No autismo, o amor é o calor que aquece

Por Julia Fernandez Puñal Araújo e Geison Souza Izídio, Universidade Federal de Santa Catarina – UFSC

O Transtorno do Espectro Autista (TEA) é um transtorno do desenvolvimento caracterizado por desafios como interação social, fala e comunicação não-verbal, bem como comportamentos repetitivos. No entanto, comportamentos sensoriais atípicos são um aspecto central do autismo, pois afetam cerca de 90% das crianças. 

Devido à complexidade de se estudar o cérebro de recém-nascidos, ou mesmo de crianças, existem modelos animais de camundongos, que imitam alguns aspectos do autismo e que permitem avanços significativos nesta área de pesquisa.
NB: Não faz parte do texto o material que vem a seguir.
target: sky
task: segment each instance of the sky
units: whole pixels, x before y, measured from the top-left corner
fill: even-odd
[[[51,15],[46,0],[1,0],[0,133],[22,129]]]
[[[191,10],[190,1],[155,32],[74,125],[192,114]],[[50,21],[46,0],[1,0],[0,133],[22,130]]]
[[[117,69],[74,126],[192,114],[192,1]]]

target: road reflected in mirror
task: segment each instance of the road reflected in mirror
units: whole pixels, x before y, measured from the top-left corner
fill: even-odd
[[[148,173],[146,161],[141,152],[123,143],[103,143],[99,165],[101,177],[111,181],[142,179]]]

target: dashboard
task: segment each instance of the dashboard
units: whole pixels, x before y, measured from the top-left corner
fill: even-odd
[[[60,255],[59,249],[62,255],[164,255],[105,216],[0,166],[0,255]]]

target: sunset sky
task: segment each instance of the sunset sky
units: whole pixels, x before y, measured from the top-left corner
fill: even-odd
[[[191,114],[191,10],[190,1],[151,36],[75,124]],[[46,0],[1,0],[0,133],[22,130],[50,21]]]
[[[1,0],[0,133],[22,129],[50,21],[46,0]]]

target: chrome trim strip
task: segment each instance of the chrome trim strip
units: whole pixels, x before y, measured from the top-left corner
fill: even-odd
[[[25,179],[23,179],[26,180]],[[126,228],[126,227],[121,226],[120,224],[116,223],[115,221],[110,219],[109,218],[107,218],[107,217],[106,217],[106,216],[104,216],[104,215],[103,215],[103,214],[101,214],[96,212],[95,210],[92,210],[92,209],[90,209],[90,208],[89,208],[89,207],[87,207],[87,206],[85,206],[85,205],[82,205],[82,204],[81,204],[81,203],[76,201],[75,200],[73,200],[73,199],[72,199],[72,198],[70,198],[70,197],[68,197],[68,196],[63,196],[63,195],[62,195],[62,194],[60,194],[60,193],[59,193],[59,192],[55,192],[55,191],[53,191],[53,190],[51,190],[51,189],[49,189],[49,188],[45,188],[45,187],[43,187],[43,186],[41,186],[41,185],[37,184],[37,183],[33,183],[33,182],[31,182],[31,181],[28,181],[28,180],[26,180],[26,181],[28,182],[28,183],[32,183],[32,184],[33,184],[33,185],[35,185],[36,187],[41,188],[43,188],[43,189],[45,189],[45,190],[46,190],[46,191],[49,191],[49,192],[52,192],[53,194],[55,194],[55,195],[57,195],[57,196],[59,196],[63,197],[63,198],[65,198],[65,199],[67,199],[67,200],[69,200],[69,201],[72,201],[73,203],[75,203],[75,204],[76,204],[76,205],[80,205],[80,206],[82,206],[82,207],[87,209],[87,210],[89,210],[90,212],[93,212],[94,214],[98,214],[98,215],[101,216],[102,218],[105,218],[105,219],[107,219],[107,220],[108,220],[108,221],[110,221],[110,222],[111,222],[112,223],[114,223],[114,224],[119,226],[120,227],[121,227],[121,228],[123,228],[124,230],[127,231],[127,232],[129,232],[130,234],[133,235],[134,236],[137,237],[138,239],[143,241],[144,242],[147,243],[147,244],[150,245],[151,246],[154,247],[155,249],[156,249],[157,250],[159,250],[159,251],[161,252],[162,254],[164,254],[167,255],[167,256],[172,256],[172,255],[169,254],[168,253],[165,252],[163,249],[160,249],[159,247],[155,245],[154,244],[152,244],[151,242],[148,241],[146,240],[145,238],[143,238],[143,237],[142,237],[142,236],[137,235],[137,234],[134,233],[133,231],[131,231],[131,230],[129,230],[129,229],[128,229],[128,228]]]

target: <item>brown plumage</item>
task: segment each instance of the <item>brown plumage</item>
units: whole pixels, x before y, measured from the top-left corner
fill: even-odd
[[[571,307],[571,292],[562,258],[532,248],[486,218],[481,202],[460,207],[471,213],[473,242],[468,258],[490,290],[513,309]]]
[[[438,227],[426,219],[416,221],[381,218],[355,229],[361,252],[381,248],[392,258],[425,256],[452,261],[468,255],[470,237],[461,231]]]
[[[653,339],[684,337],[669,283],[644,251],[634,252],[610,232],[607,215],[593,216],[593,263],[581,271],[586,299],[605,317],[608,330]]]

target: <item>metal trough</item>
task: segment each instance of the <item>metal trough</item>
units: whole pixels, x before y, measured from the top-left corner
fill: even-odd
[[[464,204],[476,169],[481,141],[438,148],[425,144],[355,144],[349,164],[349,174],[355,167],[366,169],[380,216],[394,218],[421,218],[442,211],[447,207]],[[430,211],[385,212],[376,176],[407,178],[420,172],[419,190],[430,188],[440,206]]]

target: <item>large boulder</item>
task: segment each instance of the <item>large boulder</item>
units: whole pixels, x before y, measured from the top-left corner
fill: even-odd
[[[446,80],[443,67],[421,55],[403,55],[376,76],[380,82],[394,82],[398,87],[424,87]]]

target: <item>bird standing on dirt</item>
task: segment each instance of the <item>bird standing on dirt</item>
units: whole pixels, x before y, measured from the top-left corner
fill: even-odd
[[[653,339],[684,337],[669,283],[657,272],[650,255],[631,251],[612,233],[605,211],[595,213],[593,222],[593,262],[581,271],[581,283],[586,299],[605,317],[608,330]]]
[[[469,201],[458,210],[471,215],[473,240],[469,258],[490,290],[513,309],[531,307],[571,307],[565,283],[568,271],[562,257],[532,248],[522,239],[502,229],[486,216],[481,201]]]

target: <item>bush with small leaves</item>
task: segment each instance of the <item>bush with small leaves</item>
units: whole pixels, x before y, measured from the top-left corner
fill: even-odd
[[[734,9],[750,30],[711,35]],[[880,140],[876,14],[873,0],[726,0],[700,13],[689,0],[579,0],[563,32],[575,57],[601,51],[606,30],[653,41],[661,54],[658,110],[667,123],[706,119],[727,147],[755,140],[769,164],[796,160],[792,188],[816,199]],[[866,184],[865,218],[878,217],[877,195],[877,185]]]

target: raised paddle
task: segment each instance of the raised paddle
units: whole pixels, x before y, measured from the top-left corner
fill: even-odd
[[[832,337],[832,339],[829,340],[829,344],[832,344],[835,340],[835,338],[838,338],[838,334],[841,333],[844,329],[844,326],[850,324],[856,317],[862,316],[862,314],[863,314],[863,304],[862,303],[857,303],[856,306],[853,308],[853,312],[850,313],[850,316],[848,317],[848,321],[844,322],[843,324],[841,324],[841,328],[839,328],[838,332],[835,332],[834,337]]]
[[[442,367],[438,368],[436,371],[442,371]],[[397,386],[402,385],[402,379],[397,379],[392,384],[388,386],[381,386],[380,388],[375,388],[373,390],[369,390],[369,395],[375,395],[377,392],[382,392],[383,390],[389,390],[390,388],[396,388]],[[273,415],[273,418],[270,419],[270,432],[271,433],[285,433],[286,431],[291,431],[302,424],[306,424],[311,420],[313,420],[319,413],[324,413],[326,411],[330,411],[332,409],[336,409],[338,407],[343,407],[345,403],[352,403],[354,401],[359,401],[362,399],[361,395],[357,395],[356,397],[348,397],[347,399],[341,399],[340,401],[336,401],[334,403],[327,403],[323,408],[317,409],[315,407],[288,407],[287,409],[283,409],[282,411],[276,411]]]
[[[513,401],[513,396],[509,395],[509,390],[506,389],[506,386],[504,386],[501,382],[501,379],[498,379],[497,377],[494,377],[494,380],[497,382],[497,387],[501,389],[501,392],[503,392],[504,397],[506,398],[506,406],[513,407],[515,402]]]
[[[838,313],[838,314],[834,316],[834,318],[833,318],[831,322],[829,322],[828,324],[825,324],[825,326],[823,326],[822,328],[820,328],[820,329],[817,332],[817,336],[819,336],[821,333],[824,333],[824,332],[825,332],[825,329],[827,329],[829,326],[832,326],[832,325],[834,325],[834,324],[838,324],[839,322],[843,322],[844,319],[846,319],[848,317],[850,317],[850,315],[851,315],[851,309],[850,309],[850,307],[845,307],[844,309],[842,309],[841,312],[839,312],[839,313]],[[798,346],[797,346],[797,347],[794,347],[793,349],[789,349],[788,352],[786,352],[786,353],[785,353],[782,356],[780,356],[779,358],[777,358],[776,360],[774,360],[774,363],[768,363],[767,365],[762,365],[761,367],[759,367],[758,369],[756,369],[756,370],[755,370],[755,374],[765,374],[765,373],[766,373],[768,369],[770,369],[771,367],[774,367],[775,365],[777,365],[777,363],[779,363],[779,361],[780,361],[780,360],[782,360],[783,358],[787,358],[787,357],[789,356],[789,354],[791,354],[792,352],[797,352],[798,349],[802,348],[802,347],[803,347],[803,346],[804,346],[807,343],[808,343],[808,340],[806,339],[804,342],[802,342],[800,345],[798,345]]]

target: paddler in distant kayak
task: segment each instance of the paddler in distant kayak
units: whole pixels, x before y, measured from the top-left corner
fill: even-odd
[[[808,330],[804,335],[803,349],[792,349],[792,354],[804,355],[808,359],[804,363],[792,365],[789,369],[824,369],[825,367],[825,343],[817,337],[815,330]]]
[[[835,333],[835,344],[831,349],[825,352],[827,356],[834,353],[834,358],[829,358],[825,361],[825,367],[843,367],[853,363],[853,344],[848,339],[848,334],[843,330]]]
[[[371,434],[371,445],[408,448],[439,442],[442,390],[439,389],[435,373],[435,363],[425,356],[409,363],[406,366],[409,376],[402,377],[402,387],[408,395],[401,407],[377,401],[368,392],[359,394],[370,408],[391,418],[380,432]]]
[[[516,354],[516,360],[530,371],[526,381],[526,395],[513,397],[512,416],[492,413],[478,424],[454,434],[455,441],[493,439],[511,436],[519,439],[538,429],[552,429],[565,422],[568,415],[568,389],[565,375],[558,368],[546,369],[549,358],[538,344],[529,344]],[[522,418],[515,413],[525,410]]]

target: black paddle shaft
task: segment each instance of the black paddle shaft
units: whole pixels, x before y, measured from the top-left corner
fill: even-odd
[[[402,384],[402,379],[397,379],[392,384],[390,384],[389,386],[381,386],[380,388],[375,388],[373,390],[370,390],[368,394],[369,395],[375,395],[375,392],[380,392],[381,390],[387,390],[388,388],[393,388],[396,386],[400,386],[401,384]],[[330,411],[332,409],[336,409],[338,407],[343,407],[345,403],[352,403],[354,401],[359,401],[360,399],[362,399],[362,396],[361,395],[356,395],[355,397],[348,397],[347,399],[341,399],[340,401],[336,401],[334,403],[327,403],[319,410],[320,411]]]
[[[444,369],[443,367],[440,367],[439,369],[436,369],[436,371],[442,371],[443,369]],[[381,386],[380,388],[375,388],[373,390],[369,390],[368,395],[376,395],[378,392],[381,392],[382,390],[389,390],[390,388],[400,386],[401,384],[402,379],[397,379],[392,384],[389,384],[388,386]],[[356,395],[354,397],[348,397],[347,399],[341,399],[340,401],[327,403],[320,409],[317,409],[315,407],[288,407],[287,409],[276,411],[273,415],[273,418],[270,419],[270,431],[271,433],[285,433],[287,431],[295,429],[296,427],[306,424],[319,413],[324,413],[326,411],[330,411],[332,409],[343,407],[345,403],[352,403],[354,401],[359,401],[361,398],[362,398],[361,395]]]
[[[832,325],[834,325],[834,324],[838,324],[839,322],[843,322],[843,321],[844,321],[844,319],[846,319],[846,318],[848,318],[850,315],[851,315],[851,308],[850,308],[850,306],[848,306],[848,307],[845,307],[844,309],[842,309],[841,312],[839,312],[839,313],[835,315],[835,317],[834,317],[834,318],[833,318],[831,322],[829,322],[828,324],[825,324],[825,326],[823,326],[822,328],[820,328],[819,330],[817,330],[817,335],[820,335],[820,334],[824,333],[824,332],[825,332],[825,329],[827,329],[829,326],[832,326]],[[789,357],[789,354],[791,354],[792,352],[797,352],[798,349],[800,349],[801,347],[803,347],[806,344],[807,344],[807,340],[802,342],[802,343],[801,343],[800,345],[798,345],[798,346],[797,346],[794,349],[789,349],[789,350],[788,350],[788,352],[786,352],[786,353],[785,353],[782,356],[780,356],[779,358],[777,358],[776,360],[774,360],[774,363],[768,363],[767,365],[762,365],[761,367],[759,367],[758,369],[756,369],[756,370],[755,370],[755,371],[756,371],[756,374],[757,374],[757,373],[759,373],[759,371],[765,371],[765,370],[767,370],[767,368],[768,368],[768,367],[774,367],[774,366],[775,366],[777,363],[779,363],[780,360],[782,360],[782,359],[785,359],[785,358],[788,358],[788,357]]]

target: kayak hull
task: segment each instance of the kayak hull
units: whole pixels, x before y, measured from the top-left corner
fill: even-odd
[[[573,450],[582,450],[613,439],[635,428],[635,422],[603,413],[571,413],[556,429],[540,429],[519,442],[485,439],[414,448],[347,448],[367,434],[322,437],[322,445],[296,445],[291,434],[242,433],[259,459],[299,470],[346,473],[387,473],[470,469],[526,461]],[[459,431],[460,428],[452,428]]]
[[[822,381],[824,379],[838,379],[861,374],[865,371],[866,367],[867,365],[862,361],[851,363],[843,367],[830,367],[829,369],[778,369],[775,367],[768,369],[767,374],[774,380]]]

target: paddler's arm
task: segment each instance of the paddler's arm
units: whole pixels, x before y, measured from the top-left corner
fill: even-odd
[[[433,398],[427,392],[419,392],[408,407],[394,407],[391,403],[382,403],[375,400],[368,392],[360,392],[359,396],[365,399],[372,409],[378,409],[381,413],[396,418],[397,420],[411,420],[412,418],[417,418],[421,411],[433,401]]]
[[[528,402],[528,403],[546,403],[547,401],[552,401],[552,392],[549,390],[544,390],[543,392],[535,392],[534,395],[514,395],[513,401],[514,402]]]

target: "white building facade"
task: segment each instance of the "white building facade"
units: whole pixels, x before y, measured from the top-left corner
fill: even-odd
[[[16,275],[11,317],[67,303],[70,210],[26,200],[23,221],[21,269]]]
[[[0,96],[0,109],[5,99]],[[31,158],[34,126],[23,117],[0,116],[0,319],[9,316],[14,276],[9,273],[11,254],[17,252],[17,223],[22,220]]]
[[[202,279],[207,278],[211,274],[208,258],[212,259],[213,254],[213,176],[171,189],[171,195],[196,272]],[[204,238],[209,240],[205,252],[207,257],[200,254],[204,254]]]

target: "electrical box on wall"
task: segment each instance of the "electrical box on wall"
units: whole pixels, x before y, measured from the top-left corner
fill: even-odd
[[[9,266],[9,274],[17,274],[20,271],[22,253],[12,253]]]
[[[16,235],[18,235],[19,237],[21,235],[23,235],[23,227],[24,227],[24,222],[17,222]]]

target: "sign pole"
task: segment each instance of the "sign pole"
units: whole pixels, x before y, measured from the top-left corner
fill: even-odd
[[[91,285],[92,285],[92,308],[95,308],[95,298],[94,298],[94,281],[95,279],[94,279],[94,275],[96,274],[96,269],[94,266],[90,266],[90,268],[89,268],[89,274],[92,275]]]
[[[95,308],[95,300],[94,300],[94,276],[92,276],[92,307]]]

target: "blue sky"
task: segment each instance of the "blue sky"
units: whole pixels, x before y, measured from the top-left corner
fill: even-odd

Sabe-se que durante a primeira semana de vida destes camundongos, a integridade sensorial é fundamental, pois os recém-nascidos têm que realizar comportamentos inatos vitais, como, por exemplo, a busca de mamilos para se alimentar. Por nascerem pouco desenvolvidos (sem pelos, cegos e com pouca mobilidade corporal), os filhotes de camundongos apresentam, nos primeiros dias de vida, uma dependência materna muito maior que bebês humanos para lidar com todos os desafios.